Krugman distingue donc quatre scenarios:
1) Les pays touchés encaissent le choc, réduisent leurs salaires et leurs avantages sociaux et la confiance réapparait. Le coût social est exorbitant, le succès non garanti.
2) La restructuration de la dette, qui est anticipée par les marchés dans les taux qu’ils demandent à la Grèce ou l’Irlande. Ceci semble difficile à éviter, mais ne réduirait pas les problèmes budgétaires car fermerait la voie à l’endettement.
3) L’Argentine: défaut sur la dette, sortie de l’Euro et dévaluation
4) Le renouveau européen: la mise en place de transferts financiers en Europe que les eurobonds pourraient préfigurer. Mais qui semblent faire leur chemin dans de grandes difficultés.
Krugman n’est pas d’un optimisme extraordinaire sur la possibilité que se réalise le scenario fédéral, qu’il appelle pourtant de ses voeux. Mais il en reconnaît désormais la faisabilité, ce qui n’était pas le cas il y’a peu encore. Comme il l’explique par ailleurs, il a réajusté son analyse et donne désormais plus de poids à la question des échanges commerciaux et à celle des transferts intra-zone.
Voici qui est assez stimulant. Car le risque d’ajustement que faisait peser l’Euro était connu, et c’est précisément ce point qui avait conduit à la décision politique de réaliser la monnaie unique, en faisant entrer les pays membres dans un engrenage: le fédéralisme monétaire ne pouvait pas ne pas déboucher sur un fédéralisme budgétaire. Or nous en sommes loin. Les Etats-nations ont bénéficié de la stabilité et de la sécurité apportée par l’Euro, mais n’ont plus ressenti d’aiguillon pour avancer dans la construction européenne. L’Allemagne en particulier, qui s’est installée au coeur du système économique et financier de l’Euro cherche à bloquer toute idée même d’une union de transfert, avec une constance qui suscite une certaine fascination. Car la nature politique de l’Euro en tant que projet européen se lit très simplement à travers la convergence puis la divergence des taux d’emprunt des différents pays, illustrée ici par la différence avec les taux Allemands (Agence France-Trésor, via Jacques Sapir).
Au départ et malgré des situations économiques très contrastées, les taux sont à peu près identiques.

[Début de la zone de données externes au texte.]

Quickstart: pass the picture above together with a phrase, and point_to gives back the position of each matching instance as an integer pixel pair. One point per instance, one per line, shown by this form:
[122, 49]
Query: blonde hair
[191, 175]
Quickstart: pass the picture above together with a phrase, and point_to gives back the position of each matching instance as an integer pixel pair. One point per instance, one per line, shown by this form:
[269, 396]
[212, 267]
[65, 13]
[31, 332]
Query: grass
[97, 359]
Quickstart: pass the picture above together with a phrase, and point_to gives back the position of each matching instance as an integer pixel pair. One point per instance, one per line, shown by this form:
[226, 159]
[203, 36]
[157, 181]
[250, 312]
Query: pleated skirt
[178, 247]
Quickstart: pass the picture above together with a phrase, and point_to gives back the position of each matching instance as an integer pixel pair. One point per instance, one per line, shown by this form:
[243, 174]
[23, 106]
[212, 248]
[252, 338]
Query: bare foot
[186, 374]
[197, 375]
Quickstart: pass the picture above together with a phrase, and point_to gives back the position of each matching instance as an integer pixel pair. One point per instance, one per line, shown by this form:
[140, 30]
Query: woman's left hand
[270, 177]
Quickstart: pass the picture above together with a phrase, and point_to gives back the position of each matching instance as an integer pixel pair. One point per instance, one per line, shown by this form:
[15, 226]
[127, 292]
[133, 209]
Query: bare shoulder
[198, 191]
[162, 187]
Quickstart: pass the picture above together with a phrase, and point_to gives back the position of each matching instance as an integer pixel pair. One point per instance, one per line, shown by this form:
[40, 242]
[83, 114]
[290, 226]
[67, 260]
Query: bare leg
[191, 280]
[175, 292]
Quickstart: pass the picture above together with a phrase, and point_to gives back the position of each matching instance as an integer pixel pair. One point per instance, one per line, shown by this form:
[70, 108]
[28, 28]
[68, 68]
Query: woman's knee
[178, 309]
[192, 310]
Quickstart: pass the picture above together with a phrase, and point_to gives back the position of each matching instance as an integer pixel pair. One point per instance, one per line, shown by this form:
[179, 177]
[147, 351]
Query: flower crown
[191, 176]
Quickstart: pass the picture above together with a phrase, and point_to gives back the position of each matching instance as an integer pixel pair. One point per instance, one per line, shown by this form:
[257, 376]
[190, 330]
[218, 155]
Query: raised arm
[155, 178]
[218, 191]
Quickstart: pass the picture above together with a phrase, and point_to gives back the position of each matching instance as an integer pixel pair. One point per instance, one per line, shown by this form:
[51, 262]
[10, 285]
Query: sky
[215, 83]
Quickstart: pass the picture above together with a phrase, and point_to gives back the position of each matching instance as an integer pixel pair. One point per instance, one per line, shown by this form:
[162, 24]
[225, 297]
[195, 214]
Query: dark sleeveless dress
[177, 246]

Puis viennent les révélations sur le déficit grec, et les déclarations allemandes sur le fait que ce pays ne doit pas compter sur la solidarité européenne se multiplient. Le taux d’emprunt grec monte au fur et à mesure que cette position est réaffirmée. Début mai, les marchés attaquent l’eurozone, persuadés par la pusillanimité du Conseil européen que les pays de la périphérie ne seront pas défendu. Les gouvernements sont contraints à l’établissement d’un fonds européen et la BCE fait sauter sa doctrine. L’attaque cesse immédiatement, et nous avions écrit qu’un seuil était passé dans l’histoire de la zone Euro. Manifestement à tort, car la volonté de ne pas construire une union de transferts ou de garantie continue à s’exprimer ouvertement et que les propositions successives de mécanismes de solidarité collective sont rejetées les unes après les autres. Les marchés constatent que le projet politique européen manque toujours à l’appel, et les taux recommencent à diverger.
Tout cela est finalement simple: soit l’Europe accomplit un saut fédéral, en particulier en matière de solidarité, soit les scenarios négatifs envisagés par Krugman finiront par devenir d’actualité.